Ванька нутром чует, как Таня влетает в их двор. Телепортируется рядом с ней четыре долгих секунды спустя. Четыре долгих секунды Таня недоуменно разглядывает знакомую-незнакомую ступу, притулившуюся за сараем. Нестерпимо медленно переводит взгляд на Ваньку. Он смотрит ей в глаза прямо, почти без вызова. Ему почти стыдно. Но он еще объяснит ей, что произошло – потом. А сейчас – обнять, поцеловать, вдохнуть ее родной запах… Таня отвечает на удивление пылко, впиваясь в Ванькины губы жадным, болезненным поцелуем. Ее сердце гулко и рвано бьет по Ванькиным ребрам, а сама Таня уже проводит отчего-то сухим языком по его шее, прикусывает сначала легко, потом сильнее. Ванька сдавленно стонет куда-то в тяжелое свинцовое небо и не может унять дрожь в ногах. Промозглый осенний дождь путается в их волосах, стекает по вискам и скулам, затекает за шиворот, обостряя и без того казавшееся предельным возбуждение. Ванькино сердце хочет проломить его грудь – рвется к Таньке, и он прижимает ее все крепче. Кажется, сердце на что-то накалывается – Ванька чувствует, как оно пропускает удар, затем второй… Он еще чувствует, как падает на раскисшую землю, ощущает, как в открытые глаза попадают острые капельки. Слышит Танькино:
- Вань, ты что? Вставай…
Он уже не чувствует, как она проверяет его пульс: просто знает, что на шее – она всегда так. Слышит ее звериный, полный боли крик.

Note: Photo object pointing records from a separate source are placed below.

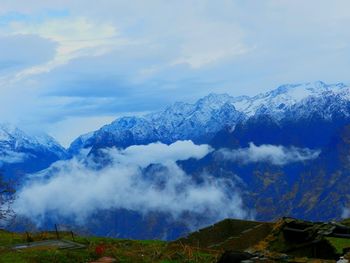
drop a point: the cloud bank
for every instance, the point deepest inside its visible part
(274, 154)
(77, 189)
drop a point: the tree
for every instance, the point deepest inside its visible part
(7, 192)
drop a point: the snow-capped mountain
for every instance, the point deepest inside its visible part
(201, 120)
(286, 97)
(21, 152)
(181, 121)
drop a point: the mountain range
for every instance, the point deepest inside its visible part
(287, 151)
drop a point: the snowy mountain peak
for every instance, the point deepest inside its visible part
(211, 113)
(11, 137)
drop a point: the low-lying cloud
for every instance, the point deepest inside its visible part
(76, 188)
(274, 154)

- Мне уже не больно, - говорит Ванька в спину рыжей ведьме. У ее ног лежит Бейбарсов. Такой же мертвый, как и он сам.
Больше ничего не будет. У них. Обоих.
7.
Дыханье...
- Здравствуй, Татиана, - Гроттер молча кивнула в сторону зудильника, нимало не заботясь, увидит ли ее собеседник. – Разреши выразить тебе мои соболезнования по поводу смерти Ивана, - Шурасик говорил медленно и спокойно, немного торжественно, но ведьме показалось, что светило науки действительно опечален.

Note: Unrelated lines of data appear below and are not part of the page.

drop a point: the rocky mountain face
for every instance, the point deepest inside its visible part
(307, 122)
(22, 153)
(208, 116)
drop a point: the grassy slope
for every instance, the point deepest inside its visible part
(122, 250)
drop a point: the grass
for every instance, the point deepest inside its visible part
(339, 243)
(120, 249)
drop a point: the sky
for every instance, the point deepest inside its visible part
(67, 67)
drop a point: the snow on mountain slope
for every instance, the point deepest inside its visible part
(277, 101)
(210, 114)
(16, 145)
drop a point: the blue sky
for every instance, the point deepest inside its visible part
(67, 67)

«Откуда он знает? – устало вздохнула она. – Ведь я еще никому не говорила…»
- Я знаю, что ты сейчас испытываешь, поверь, мне очень жаль, - он на секунду запнулся, подбирая дальнейшие слова, - но у… - Шурасик пожевал губами и решился употребить двусмысленное местоимение, - у нас есть время только до рассвета, а это… эмм… часа полтора-два примерно.

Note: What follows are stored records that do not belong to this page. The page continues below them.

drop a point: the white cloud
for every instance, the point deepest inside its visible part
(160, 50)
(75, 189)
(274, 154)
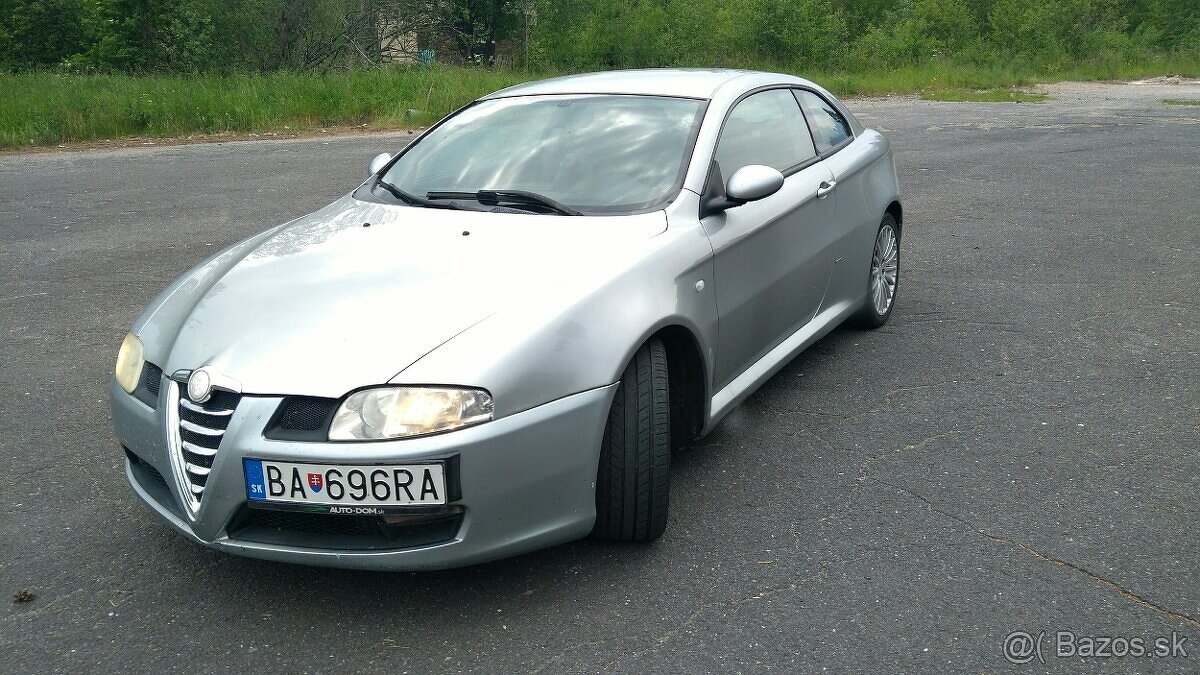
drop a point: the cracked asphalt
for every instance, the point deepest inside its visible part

- Время? – тихий и осипший от рыданий голос заставил его вздрогнуть. – На что?
- Я отправляюсь в Мир Мертвых, - он немного помолчал, потом добавил: - за Леной. Но, поскольку я силен лишь в теории, а с практикой… эмм… я не часто, так сказать, сталкиваюсь, в отличие от тебя, то я… мне кажется, что твоя помощь будет неоценимой. Тем более, тебе тоже есть за кем идти туда…
- А что с Леной? – отрешенно-вежливо прозвучал вопрос. – Она заблудилась?
Если бы Таня посмотрела на экран зудильника, ей определенно стало бы неуютно – настолько укоризненным был взор Шурасика.
- Она умерла, - ответил он, поняв, что ждать от Гроттер сообразительности сейчас не стоит, равно как и обижаться на нее.
Молодая вдова подняла тяжелый взгляд на бывшего одноклассника. Курло, несомненно, стоило бы поучиться такому – будь Танин собеседник сейчас рядом, от него бы вряд ли даже пепел остался.
- Мне не до шуток. Некромаги просто так не умирают.
Шурасик нервно поежился, немного поерзал на стуле и еще медленнее, аккуратно подбирая каждое слово, начал объяснять:
- Понимаешь, Татиана, она не… некромаг. С тех пор как… эмм… Иван отдал свою магию Мегару, не только Глеб лишился своих сил, но также и Лена с Жанной. Они же были тройкой, а затем к ним присоединился, стараниями Бейбарсова, еще и Иван. Их магия, может, и канула в Лету, а связь, хоть и значительно ослабла, но все-таки осталась. Елена что-то нашла в книгах про объединение душ при передаче некромагом дара двум и более ученикам… Ты не возражаешь, если я сейчас… - Александр смущенно поправил очки, хотя необходимости в этом и не было, - телепортируюсь к тебе, и дальнейший разговор мы поведем уже не по зудильнику?
Таня не возражала.
- Пока смерть не разлучит нас, - она прошептала брачную клятву, целуя покойного мужа. – Прощай.
Ей действительно было за кем идти в Мир Мертвых.
______
[1] Михайловское лесничество – все тот же Михайловский район Горного Алтая, куда я заселила некромагов близ поселка Малиновое Озеро.
[2] Перунов День нынче 21 июня празднуют, на летнее солнцестояние.